This 'single identity of being colonised' was reinforced by recent Japanese Liberal Democrat Party (LDP) administrations (for example, when Suga Yoshihide, Chief Cabinet Secretary, went to Okinawa on a 'divide and rule' mission to bribe local authorities to oppose former Governor Onaga Takeshi effectively and also sued Onaga and Tamaki Denny for their roles in opposing the new base at Henoko). How could Okinawan art challenge such interventions?
This paper attempts to give voices to Okinawan painters, who struggled to absorb and manage the changing political relationships between the U.S. and Japan. How art production in that "contact zone" reflects the cultural, social, and political complexities from three regions (Japan, the U.S., and Okinawa)? Okinawan artist Yuken Teruya (b.1973) uses the term 'datsu-hishokuminchisha', meaning 'moving beyond being colonised'. He explained that the depiction of rulers and the violence they cause is an attempt to be 'beyond being a colonised people', such as post-war painter Adaniya Masayoshi's 'Longing for Home' (1965), which depicted a U.S. soldier on a U.S. military base in Okinawa during the Vietnam War.
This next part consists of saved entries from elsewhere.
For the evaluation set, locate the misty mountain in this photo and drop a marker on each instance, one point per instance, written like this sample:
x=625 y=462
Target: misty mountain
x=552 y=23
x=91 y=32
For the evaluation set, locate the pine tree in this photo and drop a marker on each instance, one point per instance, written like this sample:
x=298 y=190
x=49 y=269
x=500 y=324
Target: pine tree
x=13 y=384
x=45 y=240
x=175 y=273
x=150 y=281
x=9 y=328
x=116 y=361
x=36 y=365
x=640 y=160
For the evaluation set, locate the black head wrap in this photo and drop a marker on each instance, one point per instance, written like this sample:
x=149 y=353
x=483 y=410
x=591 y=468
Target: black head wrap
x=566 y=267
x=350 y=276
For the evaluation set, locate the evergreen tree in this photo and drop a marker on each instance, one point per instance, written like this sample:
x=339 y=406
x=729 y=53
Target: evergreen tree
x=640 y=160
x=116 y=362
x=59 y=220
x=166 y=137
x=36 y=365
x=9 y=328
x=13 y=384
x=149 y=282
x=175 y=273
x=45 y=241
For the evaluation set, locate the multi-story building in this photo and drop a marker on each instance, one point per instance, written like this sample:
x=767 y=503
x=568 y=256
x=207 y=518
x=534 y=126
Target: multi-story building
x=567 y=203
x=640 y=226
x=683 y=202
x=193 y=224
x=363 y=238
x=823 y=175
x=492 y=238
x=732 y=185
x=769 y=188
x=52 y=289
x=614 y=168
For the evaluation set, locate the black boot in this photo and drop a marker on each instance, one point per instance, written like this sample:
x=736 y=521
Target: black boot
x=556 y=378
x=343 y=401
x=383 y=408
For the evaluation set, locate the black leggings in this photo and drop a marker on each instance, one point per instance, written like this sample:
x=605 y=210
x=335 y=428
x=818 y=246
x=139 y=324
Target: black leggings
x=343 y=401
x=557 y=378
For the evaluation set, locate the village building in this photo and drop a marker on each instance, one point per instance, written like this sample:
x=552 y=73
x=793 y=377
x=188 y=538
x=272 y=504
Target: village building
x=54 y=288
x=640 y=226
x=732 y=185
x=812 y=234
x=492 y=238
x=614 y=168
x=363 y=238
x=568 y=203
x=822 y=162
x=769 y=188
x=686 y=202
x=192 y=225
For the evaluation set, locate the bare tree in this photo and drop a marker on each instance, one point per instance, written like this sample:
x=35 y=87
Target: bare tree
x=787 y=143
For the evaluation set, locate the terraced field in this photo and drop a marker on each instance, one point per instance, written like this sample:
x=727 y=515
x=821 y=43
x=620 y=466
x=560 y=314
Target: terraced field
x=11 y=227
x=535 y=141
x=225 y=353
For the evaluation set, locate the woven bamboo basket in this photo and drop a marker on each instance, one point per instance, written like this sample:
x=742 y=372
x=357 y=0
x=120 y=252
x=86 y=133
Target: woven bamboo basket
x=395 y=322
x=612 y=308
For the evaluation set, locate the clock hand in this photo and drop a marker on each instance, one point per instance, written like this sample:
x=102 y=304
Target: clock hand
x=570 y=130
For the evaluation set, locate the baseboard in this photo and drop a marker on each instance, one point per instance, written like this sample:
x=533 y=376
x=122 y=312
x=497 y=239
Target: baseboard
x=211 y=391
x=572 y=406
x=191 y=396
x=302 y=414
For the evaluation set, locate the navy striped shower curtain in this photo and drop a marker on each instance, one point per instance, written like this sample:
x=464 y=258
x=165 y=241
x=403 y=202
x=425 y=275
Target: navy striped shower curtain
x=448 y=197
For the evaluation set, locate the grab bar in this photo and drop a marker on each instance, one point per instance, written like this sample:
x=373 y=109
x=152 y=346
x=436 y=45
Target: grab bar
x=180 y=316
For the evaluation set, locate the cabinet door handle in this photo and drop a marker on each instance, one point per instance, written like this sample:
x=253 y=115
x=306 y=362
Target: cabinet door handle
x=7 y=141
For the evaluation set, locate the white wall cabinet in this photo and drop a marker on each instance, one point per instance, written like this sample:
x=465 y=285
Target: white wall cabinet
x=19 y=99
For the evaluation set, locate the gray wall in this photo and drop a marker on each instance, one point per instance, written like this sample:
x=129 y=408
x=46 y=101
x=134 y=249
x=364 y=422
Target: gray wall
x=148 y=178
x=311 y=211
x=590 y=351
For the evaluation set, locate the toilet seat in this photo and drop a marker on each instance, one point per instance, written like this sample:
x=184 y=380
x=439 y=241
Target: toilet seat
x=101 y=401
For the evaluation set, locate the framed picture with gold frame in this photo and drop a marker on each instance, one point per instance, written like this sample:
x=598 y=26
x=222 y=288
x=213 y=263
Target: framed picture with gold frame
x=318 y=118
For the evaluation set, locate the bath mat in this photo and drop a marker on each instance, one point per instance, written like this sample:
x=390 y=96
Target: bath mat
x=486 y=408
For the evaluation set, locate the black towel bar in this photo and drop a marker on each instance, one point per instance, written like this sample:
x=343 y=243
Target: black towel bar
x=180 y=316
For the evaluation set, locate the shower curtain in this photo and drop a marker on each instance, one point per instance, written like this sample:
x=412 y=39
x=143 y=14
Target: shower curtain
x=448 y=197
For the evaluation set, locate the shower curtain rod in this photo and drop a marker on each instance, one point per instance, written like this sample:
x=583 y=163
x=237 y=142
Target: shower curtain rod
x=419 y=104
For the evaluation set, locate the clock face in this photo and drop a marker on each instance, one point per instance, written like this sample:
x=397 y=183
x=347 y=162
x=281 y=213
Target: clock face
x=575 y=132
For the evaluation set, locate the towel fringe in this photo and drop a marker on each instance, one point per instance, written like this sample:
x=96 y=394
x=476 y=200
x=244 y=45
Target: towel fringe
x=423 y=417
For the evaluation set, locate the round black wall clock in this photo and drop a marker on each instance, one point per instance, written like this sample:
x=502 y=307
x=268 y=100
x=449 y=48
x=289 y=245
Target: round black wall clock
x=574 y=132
Yuken's bingata artwork entitled 'You-I, You-I' (2002- ) embodies Okinawa's culture, which is a mixture of its traditional history and the legacy of foreign policy between Japan and the U.S. The complexity of Okinawa's history and the political situation are depicted on the bingata patterns, such as images of U.S. soldiers with parachutes and Osprey.
Finally, this paper also discusses new perspectives on the diversity and decolonisation of contemporary Okinawa by discussing the arts outside the main island of Okinawa.